Cael kept the weapon in his grip, letting the man guide him through a motion without surrendering control. The seller placed two fingers on a point near the guard and made a quick, practiced twist of the wrist, like snapping a cloth.
The Foldblade shifted.
Not with a flash.
Not with a dramatic flourish.
It clicked and extended, metal sliding out from itself with a smoothness that made Cael’s skin tighten. The blade lengthened into a sword, not as long as a war blade, yet long enough to be dangerous in any close fight. The balance stayed clean, like the weapon had been born that way.
Cael’s eyes narrowed.
The seller made the reverse motion, twisting the other way.

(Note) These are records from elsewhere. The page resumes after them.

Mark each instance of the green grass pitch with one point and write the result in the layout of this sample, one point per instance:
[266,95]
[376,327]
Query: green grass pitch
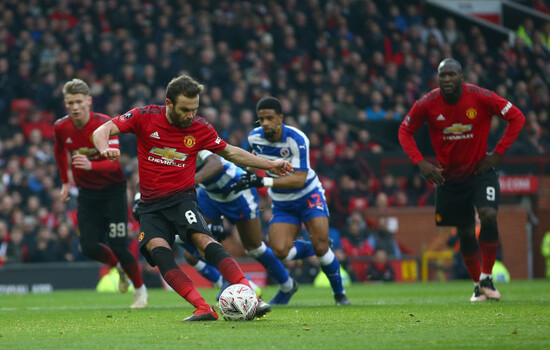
[383,316]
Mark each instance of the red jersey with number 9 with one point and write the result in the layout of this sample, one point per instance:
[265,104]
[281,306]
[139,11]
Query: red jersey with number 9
[166,153]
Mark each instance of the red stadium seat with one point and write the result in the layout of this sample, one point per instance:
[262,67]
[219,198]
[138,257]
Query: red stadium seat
[357,203]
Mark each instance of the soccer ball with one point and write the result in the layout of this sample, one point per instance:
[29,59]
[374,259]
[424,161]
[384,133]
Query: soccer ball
[238,303]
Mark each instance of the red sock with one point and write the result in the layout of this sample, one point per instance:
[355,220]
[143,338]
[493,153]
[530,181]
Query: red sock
[488,255]
[132,270]
[107,256]
[232,272]
[180,282]
[471,260]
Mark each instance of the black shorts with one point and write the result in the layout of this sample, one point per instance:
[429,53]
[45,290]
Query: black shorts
[455,200]
[103,215]
[181,217]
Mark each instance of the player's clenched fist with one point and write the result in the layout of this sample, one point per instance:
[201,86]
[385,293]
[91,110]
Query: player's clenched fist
[111,153]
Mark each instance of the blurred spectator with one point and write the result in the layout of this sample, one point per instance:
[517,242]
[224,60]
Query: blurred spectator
[45,248]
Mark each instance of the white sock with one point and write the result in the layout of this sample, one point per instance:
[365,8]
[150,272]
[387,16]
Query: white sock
[287,286]
[327,258]
[291,254]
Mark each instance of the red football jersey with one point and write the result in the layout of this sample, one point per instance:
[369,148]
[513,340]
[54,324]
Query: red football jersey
[459,131]
[104,173]
[167,154]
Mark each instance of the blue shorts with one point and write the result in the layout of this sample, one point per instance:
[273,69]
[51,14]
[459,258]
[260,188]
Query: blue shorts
[300,210]
[244,207]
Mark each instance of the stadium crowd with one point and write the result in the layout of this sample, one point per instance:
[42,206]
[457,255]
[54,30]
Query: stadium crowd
[333,64]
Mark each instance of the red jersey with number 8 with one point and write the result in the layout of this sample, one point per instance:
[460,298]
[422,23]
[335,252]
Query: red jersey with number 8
[167,154]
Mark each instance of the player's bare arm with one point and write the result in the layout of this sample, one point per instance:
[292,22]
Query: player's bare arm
[212,166]
[101,140]
[431,173]
[240,156]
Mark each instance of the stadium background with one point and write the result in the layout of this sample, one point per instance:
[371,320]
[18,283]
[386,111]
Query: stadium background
[346,72]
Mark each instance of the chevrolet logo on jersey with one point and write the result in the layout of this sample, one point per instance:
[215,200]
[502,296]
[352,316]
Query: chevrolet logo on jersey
[457,129]
[168,153]
[471,113]
[85,151]
[168,156]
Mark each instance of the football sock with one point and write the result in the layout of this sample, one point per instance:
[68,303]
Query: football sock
[274,266]
[471,260]
[488,255]
[102,254]
[132,270]
[225,263]
[300,250]
[331,268]
[176,278]
[209,272]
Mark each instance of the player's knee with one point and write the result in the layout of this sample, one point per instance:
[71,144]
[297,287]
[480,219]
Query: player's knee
[320,248]
[280,252]
[256,251]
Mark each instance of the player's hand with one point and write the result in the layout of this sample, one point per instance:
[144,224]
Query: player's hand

The blade retracted, collapsing back into its heavy short form, compact and easier to hide.
Cael’s pulse rose.
He looked at the mechanism, searching for flaws. Searching for failure points. He found none quickly. The craft was too clean.
“How,” Cael asked.
The seller shrugged. “Good design. Better metalwork. A hinge system buried in the spine, reinforced so it doesn’t snap under strain.”
Cael didn’t fully believe the explanation. Not because it was impossible. Because it was too convenient. Too perfect.
Still, the weapon was real in his hand, and it solved the exact problem he’d been wrestling with.
A sword he could carry like a dagger.
A blade he could hide.
A blade that could still claim authority.
“How much,” Cael said.
The seller named a number.
Cael’s jaw tightened.
That was expensive.
More expensive than the three daggers. More expensive than the bow. More expensive than his month at the inn.
He understood why. The Foldblade wasn’t meant for everyone. If weapons like this were cheap, the city would be chaos with an extra layer of style. People already fought over small things with fists and crude knives. Give every angry man a collapsible sword and you’d have blood in the gutters every morning.
Cael weighed the cost like he weighed everything else.
Coin now meant survival later.
Weapon now meant survival now.
He thought of the mission. Kill the ruler.
He thought of what that likely meant: guards, doors, resistance, tight spaces where a bow might be awkward and daggers might require too much intimacy.
A Foldblade was an answer to that.
He paid.
The seller’s grin softened into something like respect. “Good choice.”
Cael didn’t respond. He slipped the Foldblade into his bag, then into a hidden strap space he’d already chosen for it. He adjusted the bag again, making sure the weight didn’t swing, making sure nothing clinked.
He did a quick count in his head now. He didn’t want to obsess. He also didn’t want to be foolish. The weapons had cost him around three hundred stone crowns in total, give or take. A heavy expenditure, yet still well within his converted funds.
He left Iron Row.
And began walking back toward the inn.